• Miscellany


    • Playboy’s original letterhead is a modernist classic, a bracing reminder of how important refined aesthetics were to Hefner’s enterprise and his notion of the good life. Via Letters of Note, here… a fascinating site that gathers up letters, postcards, telegrams, faxes, and memos of significance and interest. Hat tip @ettagirl, who’s feed on art & culture is well worth following.



    • Via Invisible Oranges, a classically-trained singer and voice teacher critiques five classic metal singers.

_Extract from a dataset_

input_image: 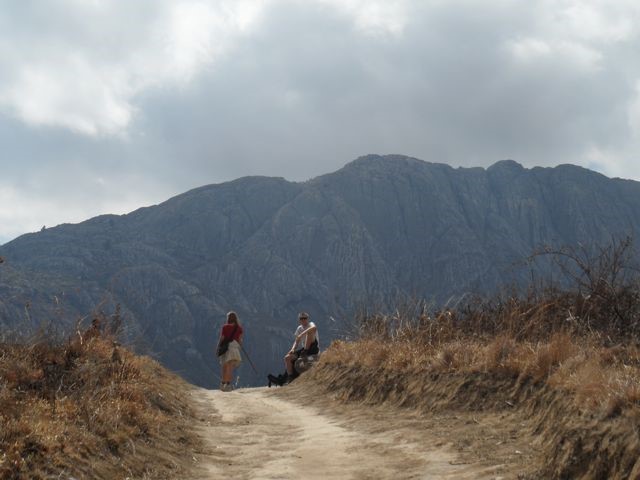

      Regarding Iron Maiden’s Bruce Dickinson: …Nothing but admiration for this singer…His diction is easily intelligible, regardless of range… an intensely rhythmic delivery… without losing legato and musical momentum, something a lot of classical singers struggle with, especially when interpreting the many staccato and accent markings that crowd scores by Bellini, Donizetti, etc.

      Ronnie James Dio? …another very fine singer… so naturally resonant. He performs with perfect legato, clear diction, and a consistent, organic vibrancy. He arranges his resonance space to create a shallow snarl without setting up any resistance for his breath. You can tell how healthy his delivery is from the way he moves in and out of brief moments of harmony with the other tracks with impeccable intonation. The whole piece is a must read… here.



    • Besides the classic, sharp, unfussy design of the cover, the photograph bears an uncanny resemblance to Robert McGinniscelebrated rendering of Audrey Hepburn for the poster of Breakfast at Tiffany’s, below.



    • I really dig the new New York State license plate. I spent the last week driving abound the better part of western NY and these tastefully classic looking beauts kept popping up. I love, in particular, the re-embrace of the state’s official colors. Uncluttered, universal, distinctive yet free of kitsch they’re everything good government design should be. Not perfect (the arc on Empire State is a bit janky) but still, aces.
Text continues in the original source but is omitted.